Free-text fields per tool step capture the template Mold's intent for the downstream per-step implementation Mold. All optional, but expected on any step where `tool_id` is `TODO` or `tool_state` is absent.

- `_plan_state` — parameter binding intent: which knobs matter, value or range, why. Read by the per-step Mold to bind real `tool_state` once a wrapper is selected.
- `_plan_context` — extras the per-step Mold needs to pick a wrapper: source `command:` block, conda packages, Docker/Singularity images, environment variables, preconditions, postconditions, container entrypoints, scratch-disk needs.
- `_plan_in` — wrapper input port mapping intent. The connection graph already says "this source feeds this step"; `_plan_in` records the semantic role of each port and likely wrapper-side names (`single_paired` vs `paired_input` vs `input`) so the per-step Mold can collapse `TODO_*` keys to the real ones.
- `_plan_out` — wrapper output surface intent: which outputs downstream consumers depend on (with the existing edges as evidence) so the per-step Mold can pick a wrapper that exposes them, or insert a follow-up step if it does not.

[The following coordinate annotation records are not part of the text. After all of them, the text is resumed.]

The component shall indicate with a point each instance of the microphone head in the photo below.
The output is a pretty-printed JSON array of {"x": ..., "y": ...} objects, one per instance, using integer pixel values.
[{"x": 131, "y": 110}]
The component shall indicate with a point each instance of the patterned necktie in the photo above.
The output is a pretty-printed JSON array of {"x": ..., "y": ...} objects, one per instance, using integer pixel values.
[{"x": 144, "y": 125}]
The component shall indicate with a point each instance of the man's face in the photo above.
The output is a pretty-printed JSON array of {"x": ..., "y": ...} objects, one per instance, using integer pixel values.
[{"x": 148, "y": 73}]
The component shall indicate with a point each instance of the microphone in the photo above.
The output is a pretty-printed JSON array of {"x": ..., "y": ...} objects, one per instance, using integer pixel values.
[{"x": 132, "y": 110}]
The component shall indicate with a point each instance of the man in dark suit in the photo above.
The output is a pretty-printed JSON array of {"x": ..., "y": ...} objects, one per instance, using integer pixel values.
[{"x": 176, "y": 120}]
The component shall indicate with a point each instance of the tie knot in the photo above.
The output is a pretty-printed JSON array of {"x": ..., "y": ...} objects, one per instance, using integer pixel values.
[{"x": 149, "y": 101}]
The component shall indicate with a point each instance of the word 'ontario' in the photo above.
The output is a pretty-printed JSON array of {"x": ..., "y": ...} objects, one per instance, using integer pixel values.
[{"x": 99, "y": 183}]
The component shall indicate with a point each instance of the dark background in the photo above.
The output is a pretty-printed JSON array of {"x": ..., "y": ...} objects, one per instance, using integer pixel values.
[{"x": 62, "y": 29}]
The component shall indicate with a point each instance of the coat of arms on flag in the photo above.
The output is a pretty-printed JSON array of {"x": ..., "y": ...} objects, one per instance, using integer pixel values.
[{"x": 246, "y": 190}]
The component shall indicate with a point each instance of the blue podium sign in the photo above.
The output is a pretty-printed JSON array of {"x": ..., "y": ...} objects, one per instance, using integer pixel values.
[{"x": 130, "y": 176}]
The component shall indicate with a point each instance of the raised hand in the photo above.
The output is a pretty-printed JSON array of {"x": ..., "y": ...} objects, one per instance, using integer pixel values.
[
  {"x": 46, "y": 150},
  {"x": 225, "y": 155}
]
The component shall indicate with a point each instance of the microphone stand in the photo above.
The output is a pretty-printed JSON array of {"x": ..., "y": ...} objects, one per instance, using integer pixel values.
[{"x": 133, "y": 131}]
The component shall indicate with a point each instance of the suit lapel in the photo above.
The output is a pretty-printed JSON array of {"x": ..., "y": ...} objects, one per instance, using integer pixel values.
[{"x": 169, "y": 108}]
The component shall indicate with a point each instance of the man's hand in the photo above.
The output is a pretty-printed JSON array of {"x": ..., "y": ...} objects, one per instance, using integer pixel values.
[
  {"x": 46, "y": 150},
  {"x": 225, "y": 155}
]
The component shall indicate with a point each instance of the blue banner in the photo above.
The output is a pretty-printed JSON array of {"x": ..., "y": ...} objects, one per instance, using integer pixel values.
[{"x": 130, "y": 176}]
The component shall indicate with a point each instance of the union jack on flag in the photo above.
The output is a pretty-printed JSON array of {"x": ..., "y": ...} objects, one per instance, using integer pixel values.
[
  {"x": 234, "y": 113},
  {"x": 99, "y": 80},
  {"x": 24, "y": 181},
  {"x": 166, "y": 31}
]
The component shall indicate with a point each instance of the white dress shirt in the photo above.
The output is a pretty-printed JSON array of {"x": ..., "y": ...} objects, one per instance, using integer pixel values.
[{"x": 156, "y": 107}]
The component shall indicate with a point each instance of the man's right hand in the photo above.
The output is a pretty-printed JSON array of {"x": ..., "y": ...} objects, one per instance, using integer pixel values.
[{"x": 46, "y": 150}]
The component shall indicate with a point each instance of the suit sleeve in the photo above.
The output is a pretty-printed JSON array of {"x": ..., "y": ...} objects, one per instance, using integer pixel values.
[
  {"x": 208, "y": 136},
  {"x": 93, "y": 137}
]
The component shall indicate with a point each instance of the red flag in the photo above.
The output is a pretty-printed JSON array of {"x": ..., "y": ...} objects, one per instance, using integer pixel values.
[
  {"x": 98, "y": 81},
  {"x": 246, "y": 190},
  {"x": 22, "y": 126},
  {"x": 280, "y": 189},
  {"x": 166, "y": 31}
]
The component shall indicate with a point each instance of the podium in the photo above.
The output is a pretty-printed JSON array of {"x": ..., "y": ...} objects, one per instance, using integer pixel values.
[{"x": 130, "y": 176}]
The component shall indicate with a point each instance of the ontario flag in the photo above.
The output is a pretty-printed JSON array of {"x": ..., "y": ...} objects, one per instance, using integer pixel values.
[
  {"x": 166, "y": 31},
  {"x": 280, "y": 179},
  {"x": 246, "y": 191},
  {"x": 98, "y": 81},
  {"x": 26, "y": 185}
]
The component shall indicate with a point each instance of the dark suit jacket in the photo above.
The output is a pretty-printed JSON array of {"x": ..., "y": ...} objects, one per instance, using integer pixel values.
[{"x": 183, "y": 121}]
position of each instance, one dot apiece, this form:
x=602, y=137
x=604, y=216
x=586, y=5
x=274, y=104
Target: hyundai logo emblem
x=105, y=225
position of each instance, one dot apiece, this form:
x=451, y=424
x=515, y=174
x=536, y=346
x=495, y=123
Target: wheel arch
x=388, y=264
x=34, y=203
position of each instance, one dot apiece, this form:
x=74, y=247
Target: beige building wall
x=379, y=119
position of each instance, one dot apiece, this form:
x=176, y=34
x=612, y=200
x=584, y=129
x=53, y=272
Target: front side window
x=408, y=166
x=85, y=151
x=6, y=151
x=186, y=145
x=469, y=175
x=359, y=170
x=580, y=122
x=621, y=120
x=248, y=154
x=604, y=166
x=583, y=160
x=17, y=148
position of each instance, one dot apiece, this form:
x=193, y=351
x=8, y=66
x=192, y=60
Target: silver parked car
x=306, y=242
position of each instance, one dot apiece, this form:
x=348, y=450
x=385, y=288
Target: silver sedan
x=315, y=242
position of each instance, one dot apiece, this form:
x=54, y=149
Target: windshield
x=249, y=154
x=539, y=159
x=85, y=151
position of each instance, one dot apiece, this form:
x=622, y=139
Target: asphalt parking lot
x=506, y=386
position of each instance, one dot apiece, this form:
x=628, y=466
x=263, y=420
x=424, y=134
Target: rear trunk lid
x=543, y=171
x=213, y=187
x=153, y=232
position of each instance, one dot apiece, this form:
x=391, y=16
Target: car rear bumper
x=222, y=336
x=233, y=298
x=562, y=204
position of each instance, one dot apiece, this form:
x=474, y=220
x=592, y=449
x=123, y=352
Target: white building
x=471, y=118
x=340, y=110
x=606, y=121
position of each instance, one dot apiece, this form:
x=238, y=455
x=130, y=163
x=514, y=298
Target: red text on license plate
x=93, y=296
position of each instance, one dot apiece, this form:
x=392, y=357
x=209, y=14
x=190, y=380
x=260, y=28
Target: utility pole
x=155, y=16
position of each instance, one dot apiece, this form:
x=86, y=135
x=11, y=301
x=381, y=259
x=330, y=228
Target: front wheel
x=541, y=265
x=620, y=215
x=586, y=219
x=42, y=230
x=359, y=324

The `_plan_*` family is **wrapper-tier**: each entry exists because the tool wrapper is not yet picked and disappears the moment one is. Topology decisions do not belong here.

`_plan_*` fields are **draft-only**. They MUST be removed before the workflow is treated as a runnable gxformat2 document. Any remaining `TODO` / `TODO_*` sentinels MUST also be resolved at the same time.

## Example (sketch)

```yaml
class: GalaxyWorkflow
inputs:
  reads:
    type: collection
    collection_type: list:paired
    format: fastqsanger.gz
outputs:
  trimmed:
    outputSource: fastp/TODO_trimmed_paired
steps:
  fastp:
    tool_id: TODO
    label: trim and QC paired reads
    in:
      TODO_input: reads
    out:
      - id: TODO_trimmed_paired
      - id: TODO_html_report
    _plan_state: |
      adapter trimming on, quality cutoff ~Q20, min length ~50.
      preserve paired-end pairing for downstream alignment.
    _plan_context: |
      upstream: nf-core FASTP module.
      conda: bioconda::fastp=0.23.4
      container: quay.io/biocontainers/fastp:0.23.4--h5f740d0_0
      precondition: paired list collection with sane element identifiers
    _plan_in: |
      single semantic port `reads`: feeds workflow `reads` (list:paired).
      wrapper input port name likely one of `single_paired` | `paired_input` |
      `input` depending on which fastp wrapper is picked.
    _plan_out: |
      need a paired output that preserves list:paired shape (downstream
      alignment step consumes it). also expose the HTML report as a
      checkpoint output for QC.
```

## Why this shape

- Keeps the artifact recognizably gxformat2 so static tooling (`gxwf validate --no-tool-state`, structural diff against IWC) still applies to topology and port wiring.
- Carves a stable handoff between the template Mold and the per-step implementation Mold without sneaking tool resolution into either side.
- Makes the boundary between topology (settled upstream) and wrapper-tier (deferred) explicit — the `_plan_*` family lives squarely on the deferred side.
- Free-text `_plan_*` is intentional for v1: it lets the templating agent record intent without a contract pretending to be parameterizable yet. Structuring those fields is open work — see each template Mold's `refinement.md`.

## Open work

- Decide whether `_plan_state` should grow structure (parameter-name hints, value ranges, references back to the source summary).
- Decide whether `_plan_context` should be split into typed fields (`source_command`, `conda`, `containers`, `env`, `pre`, `post`).
- Decide structure for `_plan_in` and `_plan_out` once two or three worked drafts exercise them. Candidate `_plan_out`: array of `{ semantic_name, downstream_consumers[], required_for }`. Candidate `_plan_in`: map keyed by the `TODO_*` placeholder key to `{ semantic_name, source_step_output, shape_constraint }`.
- Pick a JSON Schema strategy: extend the gxformat2 schema with `_plan_*` and the relaxed wrapper / port-name rules, or validate the draft via a sibling schema that wraps gxformat2 with the relaxations.
- Specify the strip step that converts a draft into a runnable gxformat2 workflow. It MUST drop all `_plan_*` fields and reject any remaining `TODO` or `TODO_<hint>` sentinel in `tool_id`, `tool_version`, `out[].id`, `in[]` keys, or `outputSource`.